The enabling and disabling part could be done via selecting the clipping plane object and running “EnableClippingPlane / DisableClippingPlane” commands.
I just tried the new method - thank you for adding it!
I see two issues with how it is now implemented:
I don’t see a way to disable clipping in one vport only, but keep clipping in others.
How can I tell if the clipping plane is enabled or disabled in the given vport?
(also, it is not easy to add one view to the ‘clipped’ ones… if I use only one view, it would ‘unclip’ the others, so every time I’d need to keep a list of views that need to remain clipped…and with not being able to tell what’s clipping via script it makes is difficult.

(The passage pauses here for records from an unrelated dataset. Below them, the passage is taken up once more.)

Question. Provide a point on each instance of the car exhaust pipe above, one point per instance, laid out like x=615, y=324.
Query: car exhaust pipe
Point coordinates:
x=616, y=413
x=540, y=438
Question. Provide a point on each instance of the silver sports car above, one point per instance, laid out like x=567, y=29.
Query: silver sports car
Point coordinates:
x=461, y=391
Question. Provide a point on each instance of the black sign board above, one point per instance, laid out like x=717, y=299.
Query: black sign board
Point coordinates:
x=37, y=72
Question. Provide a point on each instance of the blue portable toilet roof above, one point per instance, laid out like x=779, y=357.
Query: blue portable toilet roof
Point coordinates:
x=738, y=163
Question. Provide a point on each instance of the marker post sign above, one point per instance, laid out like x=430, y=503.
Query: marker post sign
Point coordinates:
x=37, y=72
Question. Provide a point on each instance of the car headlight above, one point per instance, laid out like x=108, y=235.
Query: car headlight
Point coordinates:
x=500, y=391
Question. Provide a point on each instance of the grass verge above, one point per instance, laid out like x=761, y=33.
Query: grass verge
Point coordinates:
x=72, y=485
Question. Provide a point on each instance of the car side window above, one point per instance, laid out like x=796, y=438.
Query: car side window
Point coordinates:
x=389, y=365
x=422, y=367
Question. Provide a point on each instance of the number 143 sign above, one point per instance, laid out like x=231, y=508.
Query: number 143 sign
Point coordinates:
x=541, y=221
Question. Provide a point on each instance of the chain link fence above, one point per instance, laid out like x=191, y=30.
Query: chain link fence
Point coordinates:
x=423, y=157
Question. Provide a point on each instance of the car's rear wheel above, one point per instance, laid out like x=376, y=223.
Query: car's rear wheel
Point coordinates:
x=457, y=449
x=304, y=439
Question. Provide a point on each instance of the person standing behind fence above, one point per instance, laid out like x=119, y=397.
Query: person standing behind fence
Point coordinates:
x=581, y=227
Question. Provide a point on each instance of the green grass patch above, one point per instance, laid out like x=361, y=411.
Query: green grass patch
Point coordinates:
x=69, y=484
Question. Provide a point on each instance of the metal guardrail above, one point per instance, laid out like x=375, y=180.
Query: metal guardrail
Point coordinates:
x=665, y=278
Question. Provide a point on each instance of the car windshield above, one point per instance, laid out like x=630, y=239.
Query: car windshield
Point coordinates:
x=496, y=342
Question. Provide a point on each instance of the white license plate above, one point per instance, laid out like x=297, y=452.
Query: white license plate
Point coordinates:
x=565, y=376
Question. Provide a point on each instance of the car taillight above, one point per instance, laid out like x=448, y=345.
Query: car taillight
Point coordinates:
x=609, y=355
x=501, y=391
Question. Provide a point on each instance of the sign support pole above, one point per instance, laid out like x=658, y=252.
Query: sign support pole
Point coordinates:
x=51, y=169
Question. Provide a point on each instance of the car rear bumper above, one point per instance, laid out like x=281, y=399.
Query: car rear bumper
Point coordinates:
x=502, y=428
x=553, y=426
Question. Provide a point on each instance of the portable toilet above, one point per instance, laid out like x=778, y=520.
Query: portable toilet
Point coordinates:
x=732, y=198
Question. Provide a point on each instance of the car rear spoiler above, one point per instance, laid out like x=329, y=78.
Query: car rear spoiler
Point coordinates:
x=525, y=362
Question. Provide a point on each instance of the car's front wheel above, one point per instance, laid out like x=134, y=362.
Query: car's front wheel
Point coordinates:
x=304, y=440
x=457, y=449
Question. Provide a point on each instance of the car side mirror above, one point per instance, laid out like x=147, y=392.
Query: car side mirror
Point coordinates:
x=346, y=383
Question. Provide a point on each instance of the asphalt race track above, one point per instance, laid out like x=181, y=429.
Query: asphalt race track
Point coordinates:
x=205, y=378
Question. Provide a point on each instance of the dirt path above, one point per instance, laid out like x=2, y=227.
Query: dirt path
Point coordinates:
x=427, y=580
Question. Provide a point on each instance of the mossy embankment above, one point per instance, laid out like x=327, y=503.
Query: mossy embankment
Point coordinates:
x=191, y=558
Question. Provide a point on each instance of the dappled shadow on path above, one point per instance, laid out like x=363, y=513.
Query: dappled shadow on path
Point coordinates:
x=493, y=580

In my initial suggestion, the method would take the ClippingPlaneID, strViewName/ID, True/False for enabled/disabled and return True/False for enabled/disabled. It would solve the above 2 issues. What do you think ?
1.) Call Rhino.ClippingPlaneView to get an array of views clipped by the clipping plane
2.) Remove the target view from the array
3.) Call Rhino.ClippingPlaneView and pass the updated array
1.) Call Rhino.ClippingPlaneView to get an array of views clipped by the clipping plane
2.) See of the target view is in the array. If so, then the clipping plane is “enabled” for that view.